Create from SOI

In this vignette, we will cover the main steps involved in the creation of the Core GeoLocator Data Package (i.e., before analysis) with the Swiss Ornitholigical Institute data, starting from the placement of order. Here are the mains steps, with the corresponding code provided below:

1. Placing order

Ask collaborator to enter basic metadata information on the project by creating a datapackage.json:

title
constributors: including email to define who has access to the private Zenodo during embargo
licences: CC-BY-4.0 by default.
embargo

Tip

This can be done with GeoLocatoR::create_gldp() (see below) or using this datapackage.json template file.

2. Sending geolocator together with pre-filled tags.csv and observations.csv

Provide basic instructions to ringers/collaborator on how to fill these csv filer with link to the documentation: tags.csv and observations.csv:

Caution

Do not modify columns header, do not add or remove column.

Make sure to fill all required fields (marked by * in documentations)

Each tags should be presents only once in tags.csv and at least one in observations.csv with observation_type: "equipment".

You will only have access to the data when these two tables are returned complete.

It is strongly recommended to generate these two files with add_gldp_soi() with pre-filled field based on the access database (see below).

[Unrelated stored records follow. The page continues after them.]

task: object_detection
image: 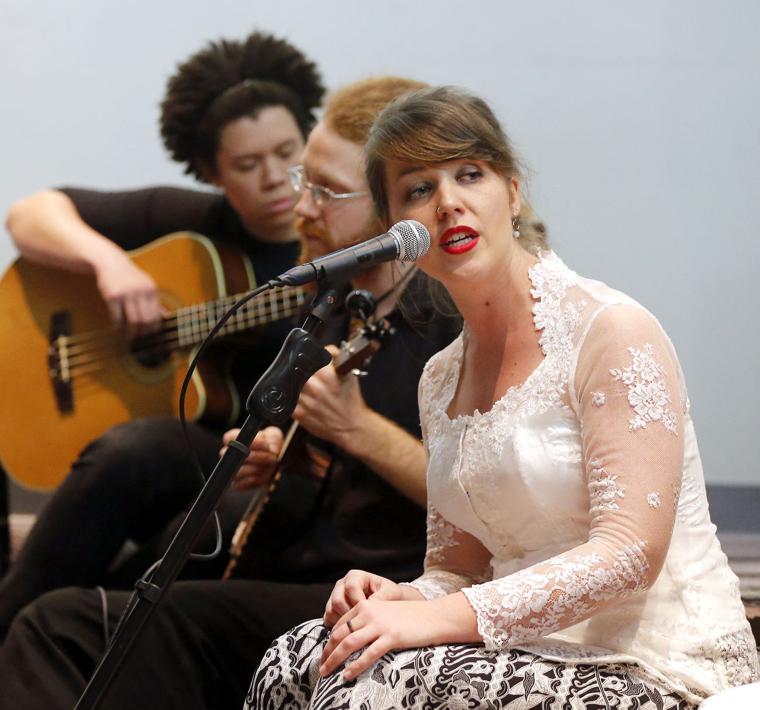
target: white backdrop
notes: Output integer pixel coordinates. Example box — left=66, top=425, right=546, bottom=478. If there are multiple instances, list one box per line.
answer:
left=0, top=0, right=760, bottom=484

3. Processing returned data

Upon reception of the geolocator:

Extract geolocator data and store the data (as usual) on the Z: drive.
Add also the filled tags.csv and observations.csv in the same folder
Create the first core DataPackage with add_gldp_soi() in any temporary drive (see below)
Upload on Zenodo
Share access right to contributors based on their urls.

library(frictionless)
library(GeoLocatoR)
library(tidyverse)
library(writexl)
library(readxl)

1. Initiate DataPackage with `datapackage.json`

In the contract/agreement, the following terms should be specify:

List of contributor with email giving them access write to the datapackage on zenodo while still under embargo
Licenses of the data according to agreement
Embargo date according to agreement

Here is a simple example to create a geolocator data package based on these basic information:

pkg <- create_gldp(
  title = "Geolocator study of {species_name} in {location}", # required
  contributors = list( # required
    list(
      title = "Raphaël Nussbaumer",
      roles = c("ContactPerson", "DataCurator", "ProjectLeader"),
      email = "raphael.nussbaumer@vogelwarte.ch",
      path = "https://orcid.org/0000-0002-8185-1020",
      organization = "Swiss Ornithological Institute"
    ),
    list(
      title = "Yann Rime",
      roles = c("Researcher"),
      email = "yann.rimme@vogelwarte.ch",
      path = "https://orcid.org/0009-0005-7264-6753",
      organization = "Swiss Ornithological Institute"
    )
  ),
  # The default licenses is a Creative Common
  licenses = list(list(
    name = "CC-BY-4.0",
    title = "Creative Commons Attribution 4.0",
    path = "https://creativecommons.org/licenses/by/4.0/"
  )),
  # This is the default value, set to a past date so that there are no embargo
  embargo = "1970-01-01"
)

Read the datapackage specification to learn about all recommended metadata that can be added. They can be added in create_gldp() or update manually on pkg directly as below:

# Description is really important to provide some textual background information on the project.
pkg$description <- "Geolocator study of Mangrove Kingfisher and Red-capped Robin-chat on the coast of Kenya"
# If you have a website link, it's quite a nice way to link them up
pkg$homepage <- "https://github.com/Rafnuss/MK-RCRC"
# And the url to an image describing your datapackage
pkg$image <- NULL
# Versioning of the datapackage is a good idea to allow update of new data.
pkg$version <- "1.0.0"
# You can also add keywords:
pkg$keywords <- c("Mangrove Kingfisher", "Red-capped Robin Chat", "multi-sensor geolocator")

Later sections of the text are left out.